Open dougli1sqrd opened 5 years ago

dougli1sqrd commented 5 years ago

We have been adding entries to groups.yaml and dbxrefs.yaml in order to accommodate assigned_by and DB columns in GAF annotations not currently in the groups and dbxrefs yamls.

We have recently updated the GAF parser and it obeys the aspect of gorule-0000027 which says assigned_by should be in groups and the DB column should be in dbxrefs. This has caused many annotations to be filtered or warned from the parser. We're trying to add to these files so fewer annotations are filtered. We should ensure that these additions are correct or up to date.

There are a few assigned_by groups we are not correcting because there are reasonable duplicates and should be corrected by the groups. GOC (should be GO_Central) AGBASE (Should be AgBase) FLYBASE (Should be FlyBase) GO_CENTRAL (Should be GO_Central) UniProtKB (Should be UniProt) ParkinsonsUK-UCL (should be UCL-Parkinsons) GDB (should be MaizeGDB) NTNU_SB (should be NTNU) WormBase (should be WB) GO_Noctua

kltm commented 5 years ago

tagging @vanaukenk

pgaudet commented 5 years ago

@dougli1sqrd Can you tell from which files these incorrect groups come ?

cmungall commented 5 years ago

Note for historic reasons, GOC and GO_Central are considered distinct. gorule-0000023 dictates that GOC is used as provenance for these inferences and is used in filtering by downstream consumers like @tonysawfordebi

This is obviously bad overloading, forced on us by GAF

For now I suggest having a distinct entry in groups.yaml for GOC and marking it as a legacy entry for this purpose.

cmungall commented 5 years ago

looks like the allcaps ones are coming from E-coli (checked in AmiGO, facet on contributor field)

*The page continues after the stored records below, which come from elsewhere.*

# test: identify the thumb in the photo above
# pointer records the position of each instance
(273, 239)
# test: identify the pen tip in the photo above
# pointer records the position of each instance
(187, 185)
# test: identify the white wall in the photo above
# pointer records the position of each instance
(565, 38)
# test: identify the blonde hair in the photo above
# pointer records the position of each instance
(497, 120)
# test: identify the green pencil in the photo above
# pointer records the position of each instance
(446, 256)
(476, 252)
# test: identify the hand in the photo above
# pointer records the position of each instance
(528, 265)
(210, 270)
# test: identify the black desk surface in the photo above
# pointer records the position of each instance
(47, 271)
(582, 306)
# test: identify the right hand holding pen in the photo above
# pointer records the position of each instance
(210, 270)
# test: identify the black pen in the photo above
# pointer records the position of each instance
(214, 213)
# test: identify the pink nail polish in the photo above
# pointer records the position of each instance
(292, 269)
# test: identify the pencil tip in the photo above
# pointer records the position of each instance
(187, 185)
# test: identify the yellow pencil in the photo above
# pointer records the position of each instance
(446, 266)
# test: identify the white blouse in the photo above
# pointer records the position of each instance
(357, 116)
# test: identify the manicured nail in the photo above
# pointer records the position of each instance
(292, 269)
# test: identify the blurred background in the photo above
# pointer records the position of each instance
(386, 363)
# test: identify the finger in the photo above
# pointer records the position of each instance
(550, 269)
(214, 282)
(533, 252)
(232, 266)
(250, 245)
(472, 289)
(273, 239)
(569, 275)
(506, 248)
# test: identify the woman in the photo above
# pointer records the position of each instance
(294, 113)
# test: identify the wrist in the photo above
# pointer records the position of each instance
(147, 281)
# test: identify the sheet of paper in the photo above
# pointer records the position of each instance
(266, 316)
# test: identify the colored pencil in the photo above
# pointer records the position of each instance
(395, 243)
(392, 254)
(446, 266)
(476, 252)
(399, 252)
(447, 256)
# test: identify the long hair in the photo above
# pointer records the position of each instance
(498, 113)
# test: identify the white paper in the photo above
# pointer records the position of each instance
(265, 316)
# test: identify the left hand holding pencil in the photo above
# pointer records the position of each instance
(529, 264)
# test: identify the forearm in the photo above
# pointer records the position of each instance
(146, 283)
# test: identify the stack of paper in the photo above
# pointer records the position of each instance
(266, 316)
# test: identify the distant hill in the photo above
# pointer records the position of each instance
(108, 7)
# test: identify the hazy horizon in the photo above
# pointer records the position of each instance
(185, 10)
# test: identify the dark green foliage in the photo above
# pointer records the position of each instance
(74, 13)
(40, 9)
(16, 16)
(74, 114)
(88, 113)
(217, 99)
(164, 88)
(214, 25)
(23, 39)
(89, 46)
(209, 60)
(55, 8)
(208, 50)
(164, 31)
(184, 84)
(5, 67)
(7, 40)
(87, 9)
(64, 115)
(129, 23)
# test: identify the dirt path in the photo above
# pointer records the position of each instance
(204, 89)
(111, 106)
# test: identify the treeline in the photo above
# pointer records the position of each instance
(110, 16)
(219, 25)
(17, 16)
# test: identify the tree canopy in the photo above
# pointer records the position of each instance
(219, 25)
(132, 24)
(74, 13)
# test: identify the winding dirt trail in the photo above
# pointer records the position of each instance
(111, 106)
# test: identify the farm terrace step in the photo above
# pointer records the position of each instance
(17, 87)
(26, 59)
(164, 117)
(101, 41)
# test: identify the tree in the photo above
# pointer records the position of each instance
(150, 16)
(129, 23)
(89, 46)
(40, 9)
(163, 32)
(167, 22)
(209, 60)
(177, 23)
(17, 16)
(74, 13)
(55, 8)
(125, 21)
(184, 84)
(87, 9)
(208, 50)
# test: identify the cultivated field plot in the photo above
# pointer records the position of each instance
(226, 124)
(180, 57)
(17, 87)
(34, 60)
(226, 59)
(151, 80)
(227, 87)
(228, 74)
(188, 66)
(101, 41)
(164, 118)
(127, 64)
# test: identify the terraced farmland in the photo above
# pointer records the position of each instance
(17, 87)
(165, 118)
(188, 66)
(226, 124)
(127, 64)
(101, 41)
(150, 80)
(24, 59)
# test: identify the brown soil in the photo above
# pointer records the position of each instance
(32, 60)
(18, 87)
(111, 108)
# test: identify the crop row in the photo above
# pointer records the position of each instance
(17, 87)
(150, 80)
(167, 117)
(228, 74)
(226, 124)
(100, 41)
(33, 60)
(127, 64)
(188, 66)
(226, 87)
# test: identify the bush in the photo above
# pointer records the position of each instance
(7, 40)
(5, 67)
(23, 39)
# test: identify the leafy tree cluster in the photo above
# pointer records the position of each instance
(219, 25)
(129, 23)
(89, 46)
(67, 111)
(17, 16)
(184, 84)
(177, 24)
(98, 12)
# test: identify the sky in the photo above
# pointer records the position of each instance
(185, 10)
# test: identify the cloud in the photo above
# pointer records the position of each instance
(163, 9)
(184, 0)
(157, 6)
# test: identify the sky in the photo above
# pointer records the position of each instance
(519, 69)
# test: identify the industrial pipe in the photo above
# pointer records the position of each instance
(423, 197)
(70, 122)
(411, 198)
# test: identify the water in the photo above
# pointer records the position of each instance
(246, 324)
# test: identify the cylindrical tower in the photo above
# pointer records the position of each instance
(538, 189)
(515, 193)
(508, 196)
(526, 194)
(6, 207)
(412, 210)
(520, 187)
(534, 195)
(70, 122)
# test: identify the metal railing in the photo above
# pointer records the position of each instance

tonysawfordebi commented 5 years ago

I believe that ParkinsonsUK-UCL and NTNU_SB are the correct attributions.

Can you confirm / deny @RLovering, @mlacencio?

mlacencio commented 5 years ago

@tonysawfordebi , I confirm that our attribution is NTNU_SB.

RLovering commented 5 years ago

Hi I am not sure what file needs correcting. Our annotations are listed as ParkinsonsUK-UCL, so this is my preferred option for the name.

Are you saying that in the file you are looking at our group is listed as both ParkinsonsUK-UCL and UCL-Parkinsons?

Thanks

Ruth

cmungall commented 5 years ago

groups.yaml has UCL-Parkinsons https://github.com/geneontology/go-site/blob/master/metadata/groups.yaml#L162-L164

so this should be changed to the one that is currently in use

mlacencio commented 5 years ago

Dear @dougli1sqrd ,

I have checked groups.yaml and I have found that the shorthand for NTNU is "NTNU". Could you please change it for "NTNU_SB"? This is our preferred option.

Thanks!

Marcio

dougli1sqrd commented 5 years ago

@pgaudet many of these come from several files.

@cmungall What should the URI for GOC be?

@mlacencio Sure thing, I'll make that change for NTNU.

I'll also make sure that UCL Parkinson's is ParkinsonsUK-UCL.

RLovering commented 5 years ago

Hi our website has changed a few pages but I am worried that I mess something up. So please could you do the following edits for me:

Change: label: "UCL-Parkinson's UK Annotation Project"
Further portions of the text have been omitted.